Post-landing major element quantification using SuperCam laser induced breakdown spectroscopy
R. Anderson, O. Forni; A. Cousin; R.C. Wiens; S.M. Clegg; J. Frydenvang; T.S.J. Gabriel; A. Ollila; S. Schröder; O. Beyssac; E. Gibbons; D.S. Vogt; E. Clavé; J.A. Manrique; Carey Legett; Paolo Pilleri; Raymond T. Newell; Joseph Sarrao; Sylvestre Maurice; Gorka Arana; Karim Benzerara; Pernelle Bernardi; Sylvain Bernard; Bruno Bousquet; Adrian J. Brown; César Alvarez-Llamas; Baptiste Chide; Edward Cloutis; Jade Comellas; Stephanie Connell; Erwin Dehouck; Dorothea M. Delapp; Ari Essunfeld; C. Fabre; T. Fouchet; C. Garcia-Florentino; L. García-Gómez; P. Gasda; O. Gasnault; E. Hausrath; N.L. Lanza; J. Laserna; J. Lasue; G. Lopez; J.M. Madariaga; L. Mandon; N. Mangold; P.Y. Meslin; Marion Nachon; Anthony E. Nelson; Horton Newsom; Adriana L. Reyes-Newell; Scott Robinson; Fernando Rull; Shiv Sharma; Justin I. Simon; Pablo Sobron; Imanol Torre Fernandez; Arya Udry; Dawn Venhaus; Scott M. McLennan; Richard V. Morris; Bethany Ehlmann, Spectrochimica Acta Part B, 2022, 188, 106347
Abstract
The SuperCam instrument on the Perseverance Mars 2020 rover uses a pulsed 1064 nm laser to ablate targets at a distance and conduct Laser Induced Breakdown Spectroscopy (LIBS) by analyzing the light from the resulting plasma.
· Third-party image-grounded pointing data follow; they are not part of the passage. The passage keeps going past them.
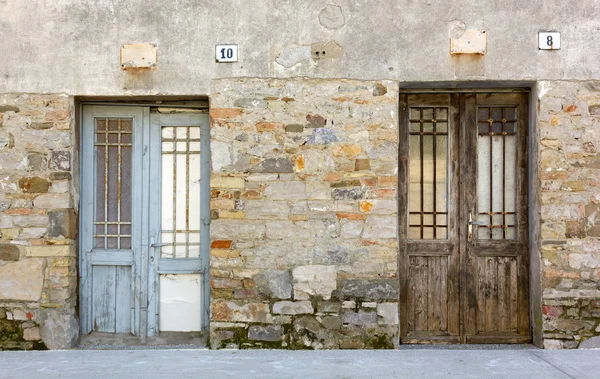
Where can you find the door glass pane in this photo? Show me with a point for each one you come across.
(428, 173)
(496, 173)
(180, 192)
(113, 166)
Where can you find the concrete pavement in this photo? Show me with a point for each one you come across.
(405, 363)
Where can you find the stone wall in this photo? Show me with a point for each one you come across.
(304, 208)
(38, 264)
(569, 167)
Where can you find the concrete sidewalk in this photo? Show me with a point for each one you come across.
(405, 363)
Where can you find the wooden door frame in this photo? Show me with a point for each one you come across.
(535, 277)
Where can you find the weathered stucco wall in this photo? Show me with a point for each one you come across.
(73, 46)
(38, 264)
(569, 195)
(304, 229)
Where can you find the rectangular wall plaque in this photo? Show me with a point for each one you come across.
(226, 53)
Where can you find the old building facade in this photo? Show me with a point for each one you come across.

SuperCam LIBS spectra are preprocessed to remove ambient light, noise, and the Bremsstrahlung continuum signal present in LIBS observations. Prior to quantification, spectra are masked to remove noisier spectrometer regions and spectra are normalized to minimize signal fluctuations and effects of target distance. In some cases, the spectra are also standardized or binned prior to quantification. To determine quantitative elemental compositions of diverse geologic materials at Jezero crater, Mars, we use a suite of 1198 laboratory spectra of 334 well-characterized reference samples. The samples were selected to span a wide range of compositions and include typical silicate rocks, pure minerals (e.g. silicates, sulfates, carbonates, oxides), more unusual compositions (e.g. Mn ore and sodalite), and replicates of the sintered SuperCam calibration targets (SCCTs) onboard the rover. For each major element (SiO2, TiO2, Al2O3, FeOT, MgO, CaO, Na2O, K2O), the database was subdivided into five “folds” with similar distributions of the element of interest. One fold was held out as an independent test set, and the remaining four folds were used to optimize multivariate regression models relating the spectrum to the composition. We considered a variety of models, and selected several for further investigation for each element, based primarily on the root mean squared error of prediction (RMSEP) on the test set, when analyzed at 3 m. In cases with several models of comparable performance at 3 m, we incorporated the SCCT performance at different distances to choose the preferred model. Shortly after landing on Mars and collecting initial spectra of geologic targets, we selected one model per element. Subsequently, with additional data from geologic targets, some models were revised to ensure results that are more consistent with geochemical constraints. The calibration discussed here is a snapshot of an ongoing effort to deliver the most accurate chemical compositions with SuperCam LIBS.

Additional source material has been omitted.